The mirage she had been seeing faded like heat haze, and her focus returned to the strange Tom standing before her.
“But it’s okay. Because now… I’ve found you.”
The fake Tom showed a fleeting look of relief, glancing briefly at the white sneakers lying on the ground.
“As long as you’re somewhere within reach…
Even if you slip away, I can always find my way back to you.
You’ll always return to me.”
His words were disjointed, but somehow, Rena sensed a deep sorrow within them.
It was something she recognized—not from logic, but from the glimpses of sadness she had sometimes seen in Tom’s real eyes.
Slowly, Rena spoke, as if trying to guide a lost child back to the right path.
“I don’t think you’re lying.
Somehow, I can feel that.
But… I don’t think I’m the one you’re really looking for.
Maybe it’s some other version of me—somewhere, in another world.”
“I know that too, Rena,” he said quietly.
“It’s because of the memories… memories I can’t forget.
They’re all I have left to hold onto.
Even if we’re separated by time—even if I’ve grown older—I’m still me.
And you’re still you.”
“But that’s just from your side, isn’t it?” Rena countered gently.
“From where I’m standing, you look like the Tom I know, sure—
but you don’t sound like him, and you don’t act like him.

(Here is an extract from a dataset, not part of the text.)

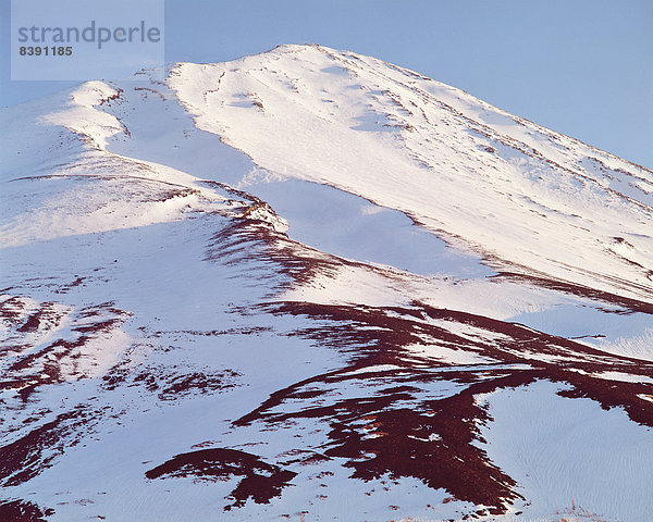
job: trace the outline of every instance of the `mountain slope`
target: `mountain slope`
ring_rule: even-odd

And still, you’re asking me to believe you’re the same.
Is that really fair?
Or do you have something… something strong enough to make me believe in you again?”
To her own surprise, the conversation remained strangely coherent.

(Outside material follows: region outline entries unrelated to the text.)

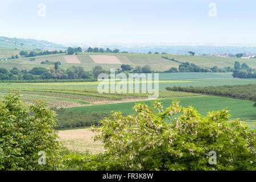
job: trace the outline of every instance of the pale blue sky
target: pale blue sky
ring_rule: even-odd
[[[256,46],[255,0],[8,0],[0,36],[56,43]],[[46,5],[38,16],[39,3]],[[209,5],[217,5],[210,17]]]

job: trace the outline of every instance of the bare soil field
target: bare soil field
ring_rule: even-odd
[[[71,149],[85,151],[88,150],[92,154],[104,151],[103,144],[94,142],[92,136],[97,135],[88,129],[59,131],[60,140],[63,145]]]
[[[93,61],[98,64],[122,64],[117,57],[108,55],[90,55]]]
[[[65,56],[64,58],[68,63],[81,63],[76,55]]]

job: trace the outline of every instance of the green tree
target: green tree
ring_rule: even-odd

And that very fact made Rena realize—this was Tom.
No matter how distorted this world was, the heart behind these words was unmistakably his.
The note left behind by the man with the fishing rod floated through her mind again:
“Don’t doubt—just believe.”
Maybe that was what she needed to do now.
“…You’re probably right, Rena,”
he said, his voice trembling slightly.
“Rena...
The way you’re speaking now… It’s so familiar…
It’s almost enough to make me cry.
I couldn’t even keep my priorities straight anymore…”
Suddenly, there was a splash.
Rena turned around in shock.
The little girl she had been holding hands with was gone.
Floating alone on the surface of the pond was the white plush toy the girl had been clutching.
“What!? She’s gone!?
No way…!!” Rena cried out in panic.
“Gghhh…!! Guh—bluh—gugh—!”
A strange gurgling noise came from Tom.
He suddenly staggered, raising his arms toward the sky as if trying to grasp something invisible.
Then—he choked violently, and a massive amount of water gushed from his mouth.
“Tom?! What’s happening to you!?”
Without thinking, Rena rushed toward him.
He looked as if he were drowning—
not in the pond,
no, on the dry ground, impossibly, and yet he was unmistakably “drowning.”